Purification of His10-SUMO2 was performed as described (Hendriks and Vertegaal, 2016b). Briefly, U2OS cells stably expressing His10-SUMO2 were lysed in 10 pellet volumes of 6 M guanidine-HCL, 100 mM sodium phosphate, 10 mM Tris at pH 8.0. Sonication of the lysates was performed 2 times for 10 s and subsequently, 5 mM β-mercaptoethanol and 50 mM imidazole pH 8.0 were added. Ni-NTA beads (QIAGEN, 30210) were washed and subsequently added to the lysates and samples were kept rotating overnight at 4°C. Ni-NTA beads were washed with wash buffers as described (Hendriks and Vertegaal, 2016b). Purified proteins were eluted in elution buffer (7 M urea, 100 mM sodium phosphate, 10 mM Tris and 500 mM imidazole pH 7.0).

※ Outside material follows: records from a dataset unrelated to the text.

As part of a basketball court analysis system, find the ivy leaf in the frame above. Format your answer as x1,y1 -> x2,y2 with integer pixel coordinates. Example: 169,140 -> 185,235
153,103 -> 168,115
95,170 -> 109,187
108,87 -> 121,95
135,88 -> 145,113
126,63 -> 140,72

Immunoblotting of HIS10-SUMO2 from U2OS cells

Total cell lysates were prepared using SNTBS buffer (2% SDS, 1% NP40, 50 mM Tris pH 7.5, 150 mM NaCl) and boiled at 100°C for 10 min. Samples were loaded onto 4%–12% gradient gels Bolt Bis–Tris (Thermo Fisher Scientific). Protein transfer was performed using Amersham Protran Premium nitrocellulose membranes (Sigma Aldrich). Blocking of membranes was performed with 5% milk in PBS-T (0.05% Tween) for 60 min and subsequently, primary antibodies were added and blots were incubated overnight at 4°C. Donkey anti-rabbit IgG-HRP and goat anti-mouse IgG-HRP secondary antibodies were diluted 1:2500 in PBS-T (0.05% Tween) containing 5% milk and detection was performed by chemiluminescence using Pierce ECL Plus Western Blotting substrate (32132, Thermo Fisher Scientific).

FACS analysis

Cells were harvested by trypsinization (a-synchronous cells) or mitotic shake-off (STLC treated cells) and fixed with ice-cold 70% ethanol overnight at −20°C. Cells were washed twice with PBS-T (0.05% Tween), and subsequently twice with PBS-T containing 1% BSA. Cells were incubated with antibody against MPM2 (mouse, Sigma-Aldrich) for 4 h at 4°C, including re-suspension after 2 h in PBS-T containing 1% BSA. Washing steps were repeated. Cells were incubated with secondary anti-mouse antibody coupled to FITC (DAKO, F0479) in PBS-T containing 1% BSA for 1 h at room temperature. Washing steps were repeated. Cells were re-suspended in 100 μL buffer containing propidium iodide and RNase overnight at 4°C. The gating strategies for flowcytometry are provided in the supplementary information.

SUMOylation assay

The SUMOylation assay was performed with 0.1 μM APC/C, 0.18 μM Uba2-Aos1, 1.6 μM Ubc9 (or 0.8 μM for RanBP2 assay), 18 μM SUMO-2 or SUMO-1 in 20 mM HEPES pH 8, 50 mM NaCl, 0.5 mM TCEP and 5 mM MgCl₂. Reaction mixtures were incubated at room temperature for various time points indicated in figures and terminated by adding SDS/PAGE loading buffer. Reactions were analyzed by 4%–12% NuPAGE Bis-Tris gels followed by western blotting onto nitrocellulose membrane and immunoblotting with an antibody against APC4 (Abcam ab72149).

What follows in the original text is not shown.